Here in Japan, however, his eyes are firmly back on the prize: a rabbit with a gold medal dangling around its neck, rather than a stopwatch.
“If I win a gold medal this will be the highest,” the 36-year-old said last month, when asked where becoming only the third man to defend an Olympic title would rank among his unrivalled set of achievements. “I am really fighting for it and I am really training for it.”
For a while, a six-year, ten-race unbeaten streak had given Kipchoge the licence to forget about the here-and-now and take aim at history instead.
A failure in absolute terms only, his Breaking2 attempt may not quite have done what it said on the tin, but it succeeded in reimagining the possibilities of athletic accomplishment, possibilities that were then redefined when he became the first man ever to run 26.2 miles in under two hours at the more accurately named 1.59 Challenge in Vienna. The scenes at the finish line in Austria on that October morning in 2019, where he was carried aloft by a mob of the world’s finest athletes, pacemakers for the great man who were humbled to play their part in a feat he compared to the first moon landing, gave some indication as to the almost mythic realm to which he had ascended in the world of distance running.
Many athletes have been more dominant in their sport, but few have so dominated a sport so inherently unpredictable. Tiger Woods is the comparison that springs to mind, a man so apart from his peers that he gave victory in a game as famously fickle as golf a sense of inevitability usually reserved for the latest government U-turn or a doomed bet on the early kick-off.
Anything can, and does go wrong on race day, one of the perils of a season that might include only two of them. As Kipchoge once said himself, even the fastest car can get a flat tyre.

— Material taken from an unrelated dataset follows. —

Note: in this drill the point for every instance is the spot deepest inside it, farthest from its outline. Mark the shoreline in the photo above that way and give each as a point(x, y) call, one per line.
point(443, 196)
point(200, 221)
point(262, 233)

Ethiopia’s Kenenisa Bekele, the second-fastest marathoner in history and, given his track exploits, perhaps the greatest distance runner of all-time, has as many DNFs as wins across his marathon career. His countryman Mosinet Geremew, the fourth-fastest man ever, has won just one race in five years. Dennis Kimetto, the fastest man in history until Kipchoge came along, broke the world record in Berlin in 2014 and then never won another race.
Kimetto’s run in the German capital came 12 months after another Kenyan, the now disgraced Wilson Kipsang, had set a new world record in the same race and almost as significantly – though it was not clear at the time – condemned Kipchoge to what, for the remainder of the decade, looked as if it could well be his only defeat.
That is until a cold, wet, windy, 19-lap London Marathon last autumn, where Kipchoge endured the worst afternoon of his road running career, his slowest marathon time – 2:06.49 – resulting in his lowliest finishing position, eighth.
That such heavy emphasis is being placed on that result in the build up to Sunday’s race in Sapporo is not only a measure of the aura of invincibility Kipchoge had acquired, and the belief that a chink in the armour has given an admiring crop now less reluctant to take him on, but also of the lack of a more complete formbook to delve into.
Four of the six major marathons were cancelled last year and none have taken place yet in 2021, those usually slated for the spring season pushed back into an already congested fall in a bid to stave off further pandemic disruption. In other words, Kipchoge’s London defeat came in the only race at the highest level held anywhere on the planet in the last 17 months.
It has given birth to a feeling that, after an era in which he seemed to be running on clouds, Kipchoge is back down here, pounding concrete with the mere mortals. The question is, can he still do that faster than anyone else?